11. Hukuk Dairesi Esas No: 2016/5384 Karar No: 2017/3493 Karar Tarihi: 07.06.2017
Yargıtay 11. Hukuk Dairesi 2016/5384 Esas 2017/3493 Karar Sayılı İlamı
11. Hukuk Dairesi 2016/5384 E. , 2017/3493 K.
"İçtihat Metni"
MAHKEMESİ :TİCARET MAHKEMESİ
Taraflar arasında görülen davada ... 1. Asliye Ticaret Mahkemesi’nce bozmaya uyularak verilen 26/12/2014 tarih ve 2014/768-2014/847 sayılı kararın Yargıtayca incelenmesi davalı vekili tarafından istenmiş ve temyiz dilekçesinin süresi içinde verildiği anlaşılmış olmakla, dava dosyası için Tetkik Hakimi ... tarafından düzenlenen rapor dinlendikten ve yine dosya içerisindeki dilekçe, layihalar, duruşma tutanakları ve tüm belgeler okunup, incelendikten sonra işin gereği görüşülüp, düşünüldü: Davacı vekili, müvekkili şirketin uluslararası taşıma yapan lojistik firma olduğunu, davalı borçlu firmanın ise halı imal eden bir firma olduğunu, davacının birçok ... dışı taşımasını yaptığını ve taşımalara ilişkin olarak da taşıma faturalarını düzenleyerek davalı şirkete verdiğini, bu taşımalardan kaynaklanan alacağın ödenmemesi üzerine icra takibine başlanıldığını, itiraz üzerine takibin durduğunu, yapılan itirazın haksız ve kötü niyetli olduğunu ileri sürerek itirazın iptaline, takibin devamına ve alacağın %40"dan aşağı olmamak üzere icra inkar tazminatına mahkum edilmesine karar verilmesini talep ve dava etmiştir. Davalı, davaya cevap vermemiştir.
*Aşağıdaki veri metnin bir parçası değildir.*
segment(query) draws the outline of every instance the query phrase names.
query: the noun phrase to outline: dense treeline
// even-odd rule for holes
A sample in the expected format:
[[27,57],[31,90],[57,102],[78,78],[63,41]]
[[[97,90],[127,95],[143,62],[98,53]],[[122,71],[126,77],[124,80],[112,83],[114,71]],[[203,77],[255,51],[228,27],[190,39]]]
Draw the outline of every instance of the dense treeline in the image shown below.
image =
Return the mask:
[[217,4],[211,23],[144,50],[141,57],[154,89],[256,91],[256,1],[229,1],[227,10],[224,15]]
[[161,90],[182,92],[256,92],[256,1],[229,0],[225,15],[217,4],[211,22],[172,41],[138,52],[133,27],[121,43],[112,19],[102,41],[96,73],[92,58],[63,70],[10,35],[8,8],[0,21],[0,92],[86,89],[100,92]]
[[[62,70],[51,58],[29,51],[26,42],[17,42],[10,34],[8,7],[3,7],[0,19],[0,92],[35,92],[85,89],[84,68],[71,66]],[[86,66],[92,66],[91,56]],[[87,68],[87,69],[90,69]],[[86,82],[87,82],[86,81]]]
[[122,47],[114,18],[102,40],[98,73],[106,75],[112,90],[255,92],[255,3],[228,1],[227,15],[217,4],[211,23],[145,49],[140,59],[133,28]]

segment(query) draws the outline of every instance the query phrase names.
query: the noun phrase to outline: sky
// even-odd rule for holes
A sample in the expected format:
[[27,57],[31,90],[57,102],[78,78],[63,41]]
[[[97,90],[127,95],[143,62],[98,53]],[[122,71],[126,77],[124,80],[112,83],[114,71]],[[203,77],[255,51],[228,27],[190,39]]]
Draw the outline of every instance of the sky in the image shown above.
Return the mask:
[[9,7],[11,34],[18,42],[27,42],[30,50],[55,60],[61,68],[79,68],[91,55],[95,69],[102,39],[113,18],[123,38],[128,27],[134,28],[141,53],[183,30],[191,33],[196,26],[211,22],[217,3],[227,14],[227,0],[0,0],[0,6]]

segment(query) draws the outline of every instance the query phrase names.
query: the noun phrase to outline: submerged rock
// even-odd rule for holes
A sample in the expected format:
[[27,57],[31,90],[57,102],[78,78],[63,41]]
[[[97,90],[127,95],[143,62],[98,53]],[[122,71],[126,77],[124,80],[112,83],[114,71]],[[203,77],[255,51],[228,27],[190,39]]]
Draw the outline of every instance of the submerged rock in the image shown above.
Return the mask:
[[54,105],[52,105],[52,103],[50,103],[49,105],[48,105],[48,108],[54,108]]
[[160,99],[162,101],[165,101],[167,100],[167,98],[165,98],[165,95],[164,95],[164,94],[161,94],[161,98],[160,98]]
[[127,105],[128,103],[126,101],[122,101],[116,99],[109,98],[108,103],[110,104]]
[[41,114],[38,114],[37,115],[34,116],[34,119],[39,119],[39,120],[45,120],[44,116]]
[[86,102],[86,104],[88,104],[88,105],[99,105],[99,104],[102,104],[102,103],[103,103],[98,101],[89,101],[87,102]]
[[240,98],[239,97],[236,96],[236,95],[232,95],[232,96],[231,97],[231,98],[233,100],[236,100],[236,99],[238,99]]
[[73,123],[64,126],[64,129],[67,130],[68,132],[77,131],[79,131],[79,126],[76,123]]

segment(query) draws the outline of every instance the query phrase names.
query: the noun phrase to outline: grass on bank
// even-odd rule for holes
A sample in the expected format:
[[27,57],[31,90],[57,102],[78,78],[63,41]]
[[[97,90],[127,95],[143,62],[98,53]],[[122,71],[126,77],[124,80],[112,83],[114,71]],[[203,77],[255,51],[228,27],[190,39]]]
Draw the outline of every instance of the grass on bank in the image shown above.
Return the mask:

Mahkemece, Dairemizin bozma ilamına uyularak yapılan yargılamaya göre, davalının takip miktarı kadar borçlu olduğunu, davalı tarafın mallarını yurtdışına taşıyan davacının taşıma bedeli olarak takip miktarı kadar alacaklı olduğu, alacak miktarı tespitinin yargılama faaliyetini gerektirdiğini, bu nedenle icra inkar tazminatına hükmedilemeyeceği gerekçesiyle davanın kabulü ile takibe itirazın iptaline, takibin 117.766,21 TL asıl alacak ve fer"ileri üzerinden devamına, faiz ve icra inkar tazminatı talebi hakkında verilen karar kesinleştiğinden yeniden hüküm tesisine yer olmadığına karar verilmiştir. Kararı, davalı vekili temyiz etmiştir. Dosyadaki yazılara, mahkemece uyulan bozma kararı gereğince hüküm verilmiş olmasına ve delillerin takdirinde bir isabetsizlik bulunmamasına göre, davalı vekilinin bütün temyiz itirazları yerinde değildir. SONUÇ: Yukarıda açıklanan nedenlerden dolayı, davalı vekilinin bütün temyiz itirazlarının reddiyle usul ve kanuna uygun bulunan hükmün ONANMASINA, aşağıda yazılı bakiye 6.032,61 TL temyiz ilam harcının temyiz edenden alınmasına, 07/06/2017 tarihinde oybirliğiyle karar verildi.